Su rostro delgado se iluminó con una sonrisa.

– Bien, bien, mujer. Entra. Ponte cómoda. ¿Qué tal?

Acerqué a su cama la silla de respaldo recto.

– Acabo de hacer una visita a Connie y a tus padres.

– ¿Ah, sí? -me miró con cautela-. Madre no fue nunca lo que se dice hincha tuya. ¿Qué andas buscando, pequeña Warshawski?

– Repartir alegría y verdad. ¿Por qué detestaba tanto tu madre a Gabriella, Louisa?

Encogió los hombros huesudos bajo la rebeca.

– Gabriella no era muy partidaria de la hipocresía. No se calló lo que pensaba de que mamá y papá me pusieran en la calle.

– ¿Por qué lo hicieron? -pregunté-. ¿Se enfadaron contigo sólo por estar embarazada, o tenían algo en particular contra el muchacho… el padre?

Durante unos minutos permaneció callada, con la mirada fija en la televisión. Finalmente se volvió hacia mí.

– Tendría que sacarte de casa con una patada en el culo por meterte en eso -tenía la voz calmada-. Pero sé lo que ha pasado. Conozco a Caroline y sé que siempre has comido de su mano. Fue ella quien te hizo venir, verdad; quiere saber quién fue su padre. La muy desgraciada, terca, mimada. Cuando yo la puse verde te llamó a ti. ¿No es así?

Yo tenía la cara caliente de vergüenza, pero le dije dulcemente:

– ¿No crees que tiene derecho a saberlo?

Apretó los labios fuertemente.

– Hace veintisiete años un puñetero malnacido quiso destrozarme la vida. No quiero que Caroline se acerque siquiera a él. Y si tú eres la hija de tu madre, Victoria, harás lo posible por evitar que Caroline fisgue en ese asunto en lugar de ayudarla.

Le brotaron lágrimas a los ojos.

– Quiero mucho a esa cría. Parece como si la estuviera pegando o echándola a la calle. Hice todo lo que pude para conseguir que probara una vida distinta a la mía y no estoy dispuesta a que se vaya todo por la alcantarilla.

– Lo has hecho estupendamente, Louisa. Pero ya es mayor. No necesita protección. ¿No puedes dejar que tome su propia decisión en este asunto?

– ¡Maldita sea, no, Victoria! ¡Y si vas a seguir con el tema, te largas de aquí y no vuelvas!

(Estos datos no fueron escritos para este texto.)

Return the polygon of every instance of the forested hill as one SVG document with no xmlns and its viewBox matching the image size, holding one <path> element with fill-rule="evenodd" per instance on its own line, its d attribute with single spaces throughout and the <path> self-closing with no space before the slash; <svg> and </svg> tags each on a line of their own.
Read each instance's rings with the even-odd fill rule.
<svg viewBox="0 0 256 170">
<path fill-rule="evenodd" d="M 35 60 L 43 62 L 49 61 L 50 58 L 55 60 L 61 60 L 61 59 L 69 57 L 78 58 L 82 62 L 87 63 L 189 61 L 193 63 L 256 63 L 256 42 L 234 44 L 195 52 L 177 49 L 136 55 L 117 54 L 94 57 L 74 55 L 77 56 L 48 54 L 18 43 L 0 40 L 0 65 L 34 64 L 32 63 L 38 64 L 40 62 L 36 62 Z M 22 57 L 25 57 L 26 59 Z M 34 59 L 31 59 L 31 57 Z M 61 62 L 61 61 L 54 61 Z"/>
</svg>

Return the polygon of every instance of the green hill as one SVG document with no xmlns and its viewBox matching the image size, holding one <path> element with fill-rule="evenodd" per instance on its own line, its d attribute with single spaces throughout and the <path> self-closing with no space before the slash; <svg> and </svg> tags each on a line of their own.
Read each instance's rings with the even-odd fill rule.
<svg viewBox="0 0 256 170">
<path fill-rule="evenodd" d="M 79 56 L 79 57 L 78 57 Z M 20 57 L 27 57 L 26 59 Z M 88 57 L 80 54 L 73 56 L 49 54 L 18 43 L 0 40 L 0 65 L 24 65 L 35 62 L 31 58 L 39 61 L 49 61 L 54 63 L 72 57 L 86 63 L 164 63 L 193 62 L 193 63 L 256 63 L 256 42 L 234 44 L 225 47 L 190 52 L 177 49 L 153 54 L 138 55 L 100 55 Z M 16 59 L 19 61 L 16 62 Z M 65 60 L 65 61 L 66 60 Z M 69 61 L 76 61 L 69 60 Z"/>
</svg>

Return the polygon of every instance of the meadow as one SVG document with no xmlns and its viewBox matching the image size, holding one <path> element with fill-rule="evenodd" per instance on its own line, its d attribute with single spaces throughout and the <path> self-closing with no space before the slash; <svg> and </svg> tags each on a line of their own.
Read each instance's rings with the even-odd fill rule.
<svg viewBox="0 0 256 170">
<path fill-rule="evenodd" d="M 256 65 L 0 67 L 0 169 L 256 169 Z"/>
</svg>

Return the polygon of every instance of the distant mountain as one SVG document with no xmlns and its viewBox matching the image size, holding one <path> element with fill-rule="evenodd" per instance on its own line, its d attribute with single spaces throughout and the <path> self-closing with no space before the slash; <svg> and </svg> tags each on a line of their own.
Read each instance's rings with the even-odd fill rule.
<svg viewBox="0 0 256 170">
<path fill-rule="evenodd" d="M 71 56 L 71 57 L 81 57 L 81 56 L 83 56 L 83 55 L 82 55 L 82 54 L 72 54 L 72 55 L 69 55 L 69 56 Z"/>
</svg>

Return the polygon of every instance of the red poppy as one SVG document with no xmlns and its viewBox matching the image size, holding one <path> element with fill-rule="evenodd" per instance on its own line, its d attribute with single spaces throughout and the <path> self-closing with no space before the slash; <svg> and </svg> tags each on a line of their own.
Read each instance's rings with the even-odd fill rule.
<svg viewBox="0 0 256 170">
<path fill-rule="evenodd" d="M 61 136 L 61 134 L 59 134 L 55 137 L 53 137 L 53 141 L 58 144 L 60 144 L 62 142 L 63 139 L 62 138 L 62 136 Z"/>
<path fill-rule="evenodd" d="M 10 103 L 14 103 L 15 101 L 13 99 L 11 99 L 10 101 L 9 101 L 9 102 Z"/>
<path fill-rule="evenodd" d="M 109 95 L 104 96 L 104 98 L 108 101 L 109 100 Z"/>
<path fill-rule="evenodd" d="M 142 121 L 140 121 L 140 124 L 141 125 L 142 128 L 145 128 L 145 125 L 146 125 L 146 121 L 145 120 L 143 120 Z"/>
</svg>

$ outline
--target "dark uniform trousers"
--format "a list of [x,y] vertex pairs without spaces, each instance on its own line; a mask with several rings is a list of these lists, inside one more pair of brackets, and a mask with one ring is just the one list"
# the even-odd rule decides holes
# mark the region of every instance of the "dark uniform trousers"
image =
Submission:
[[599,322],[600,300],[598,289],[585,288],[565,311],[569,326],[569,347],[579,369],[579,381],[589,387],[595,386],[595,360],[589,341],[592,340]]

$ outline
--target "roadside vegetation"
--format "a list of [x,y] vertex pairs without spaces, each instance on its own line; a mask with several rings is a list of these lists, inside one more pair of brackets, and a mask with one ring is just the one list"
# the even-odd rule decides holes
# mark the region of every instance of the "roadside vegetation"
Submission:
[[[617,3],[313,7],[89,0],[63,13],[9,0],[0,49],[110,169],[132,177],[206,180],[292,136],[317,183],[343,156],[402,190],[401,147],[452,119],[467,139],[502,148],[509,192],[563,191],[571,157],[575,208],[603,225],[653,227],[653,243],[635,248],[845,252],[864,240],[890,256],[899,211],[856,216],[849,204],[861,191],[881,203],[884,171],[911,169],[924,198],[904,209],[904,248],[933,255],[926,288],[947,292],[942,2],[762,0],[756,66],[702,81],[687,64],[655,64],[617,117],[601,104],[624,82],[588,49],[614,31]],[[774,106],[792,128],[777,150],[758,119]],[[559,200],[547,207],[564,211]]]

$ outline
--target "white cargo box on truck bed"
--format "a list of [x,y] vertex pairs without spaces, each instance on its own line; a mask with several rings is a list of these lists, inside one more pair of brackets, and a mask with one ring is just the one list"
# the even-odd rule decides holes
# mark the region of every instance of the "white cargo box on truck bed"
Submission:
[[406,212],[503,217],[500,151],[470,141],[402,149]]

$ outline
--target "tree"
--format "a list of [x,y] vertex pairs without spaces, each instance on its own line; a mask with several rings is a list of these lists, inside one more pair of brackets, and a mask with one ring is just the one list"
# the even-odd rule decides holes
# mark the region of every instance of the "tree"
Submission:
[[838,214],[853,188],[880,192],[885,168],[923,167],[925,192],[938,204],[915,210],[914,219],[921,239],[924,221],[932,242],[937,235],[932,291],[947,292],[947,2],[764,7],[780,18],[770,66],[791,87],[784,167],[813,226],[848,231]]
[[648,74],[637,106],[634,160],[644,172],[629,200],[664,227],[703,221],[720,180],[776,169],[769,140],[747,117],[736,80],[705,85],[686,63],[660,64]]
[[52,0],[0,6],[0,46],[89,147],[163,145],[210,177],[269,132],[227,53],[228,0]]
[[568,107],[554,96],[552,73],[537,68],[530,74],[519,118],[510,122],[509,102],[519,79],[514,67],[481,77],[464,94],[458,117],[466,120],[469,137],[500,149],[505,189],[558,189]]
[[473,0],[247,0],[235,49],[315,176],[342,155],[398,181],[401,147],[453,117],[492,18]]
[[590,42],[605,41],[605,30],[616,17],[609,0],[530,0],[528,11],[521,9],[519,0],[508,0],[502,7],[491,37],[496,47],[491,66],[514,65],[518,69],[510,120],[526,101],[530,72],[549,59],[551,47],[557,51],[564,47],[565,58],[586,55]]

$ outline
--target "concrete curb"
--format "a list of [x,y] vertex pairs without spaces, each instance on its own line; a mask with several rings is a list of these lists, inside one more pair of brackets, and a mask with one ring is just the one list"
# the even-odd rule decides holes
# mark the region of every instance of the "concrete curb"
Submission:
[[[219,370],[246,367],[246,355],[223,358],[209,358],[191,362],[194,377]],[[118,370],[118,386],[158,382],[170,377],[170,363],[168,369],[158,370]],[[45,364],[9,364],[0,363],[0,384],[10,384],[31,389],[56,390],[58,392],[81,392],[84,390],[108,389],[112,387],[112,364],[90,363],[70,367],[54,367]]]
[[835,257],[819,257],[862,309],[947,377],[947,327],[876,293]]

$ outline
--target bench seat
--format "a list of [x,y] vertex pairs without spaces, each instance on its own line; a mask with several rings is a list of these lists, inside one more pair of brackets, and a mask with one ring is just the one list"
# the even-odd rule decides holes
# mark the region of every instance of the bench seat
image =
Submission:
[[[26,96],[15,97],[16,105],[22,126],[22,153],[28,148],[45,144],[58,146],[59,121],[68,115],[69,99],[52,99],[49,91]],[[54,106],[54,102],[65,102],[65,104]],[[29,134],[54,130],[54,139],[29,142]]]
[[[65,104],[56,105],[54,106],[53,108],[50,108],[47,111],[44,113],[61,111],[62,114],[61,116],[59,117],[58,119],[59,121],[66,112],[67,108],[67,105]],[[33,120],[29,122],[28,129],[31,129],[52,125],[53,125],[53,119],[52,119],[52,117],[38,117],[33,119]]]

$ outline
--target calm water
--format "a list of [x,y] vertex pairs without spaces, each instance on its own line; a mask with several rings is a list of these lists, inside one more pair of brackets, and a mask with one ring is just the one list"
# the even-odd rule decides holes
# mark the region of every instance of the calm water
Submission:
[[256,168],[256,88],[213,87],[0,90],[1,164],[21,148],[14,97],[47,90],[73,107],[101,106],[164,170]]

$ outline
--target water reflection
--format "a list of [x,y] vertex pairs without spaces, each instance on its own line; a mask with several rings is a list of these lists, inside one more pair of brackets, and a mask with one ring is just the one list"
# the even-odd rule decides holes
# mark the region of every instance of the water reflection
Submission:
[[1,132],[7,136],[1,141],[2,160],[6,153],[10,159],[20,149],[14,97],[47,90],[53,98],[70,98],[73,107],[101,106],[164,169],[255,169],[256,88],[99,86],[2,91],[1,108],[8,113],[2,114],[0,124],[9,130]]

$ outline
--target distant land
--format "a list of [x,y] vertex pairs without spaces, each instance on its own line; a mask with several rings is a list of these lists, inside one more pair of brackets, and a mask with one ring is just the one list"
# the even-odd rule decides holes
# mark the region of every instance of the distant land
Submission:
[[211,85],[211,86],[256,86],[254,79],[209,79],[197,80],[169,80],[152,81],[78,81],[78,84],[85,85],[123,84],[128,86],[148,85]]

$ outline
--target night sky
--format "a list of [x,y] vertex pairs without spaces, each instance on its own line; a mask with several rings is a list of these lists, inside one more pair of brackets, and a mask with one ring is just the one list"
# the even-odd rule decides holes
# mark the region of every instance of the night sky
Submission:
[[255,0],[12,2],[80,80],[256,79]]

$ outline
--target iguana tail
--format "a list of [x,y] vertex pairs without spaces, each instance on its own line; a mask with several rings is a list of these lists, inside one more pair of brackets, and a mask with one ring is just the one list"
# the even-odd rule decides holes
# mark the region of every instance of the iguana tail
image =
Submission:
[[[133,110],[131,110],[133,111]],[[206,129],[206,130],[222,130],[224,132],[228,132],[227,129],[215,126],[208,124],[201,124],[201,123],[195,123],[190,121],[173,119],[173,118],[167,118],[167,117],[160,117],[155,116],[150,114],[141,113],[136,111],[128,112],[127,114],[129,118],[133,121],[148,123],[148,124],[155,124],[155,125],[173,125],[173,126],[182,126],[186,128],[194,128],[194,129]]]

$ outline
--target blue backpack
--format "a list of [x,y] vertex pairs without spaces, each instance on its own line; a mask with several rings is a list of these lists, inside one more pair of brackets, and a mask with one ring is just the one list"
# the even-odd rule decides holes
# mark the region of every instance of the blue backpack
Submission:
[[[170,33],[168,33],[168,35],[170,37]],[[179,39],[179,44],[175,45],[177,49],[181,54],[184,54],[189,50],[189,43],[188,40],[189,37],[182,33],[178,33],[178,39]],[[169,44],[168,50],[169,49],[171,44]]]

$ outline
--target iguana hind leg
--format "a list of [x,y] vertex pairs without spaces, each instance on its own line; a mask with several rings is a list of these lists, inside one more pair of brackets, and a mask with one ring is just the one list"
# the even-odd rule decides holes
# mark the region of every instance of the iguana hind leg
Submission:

El rostro se le enrojeció bajo su pátina verdosa y empezó a toser. Era mi día de apuntarme tantos con las mujeres Djiak, consiguiendo enfurecerlas a todas en orden descendente de edad. No me faltaba más que decirle a Caroline que abandonaba para hacer el completo.

Esperé a que se calmara el paroxismo, y después llevé la conversación suavemente hacia temas que eran del gusto de Louisa, hacia sus años jóvenes después del nacimiento de Caroline. Después de hablar con Connie comprendía por qué Louisa los había disfrutado como un tiempo de libertad y diversión.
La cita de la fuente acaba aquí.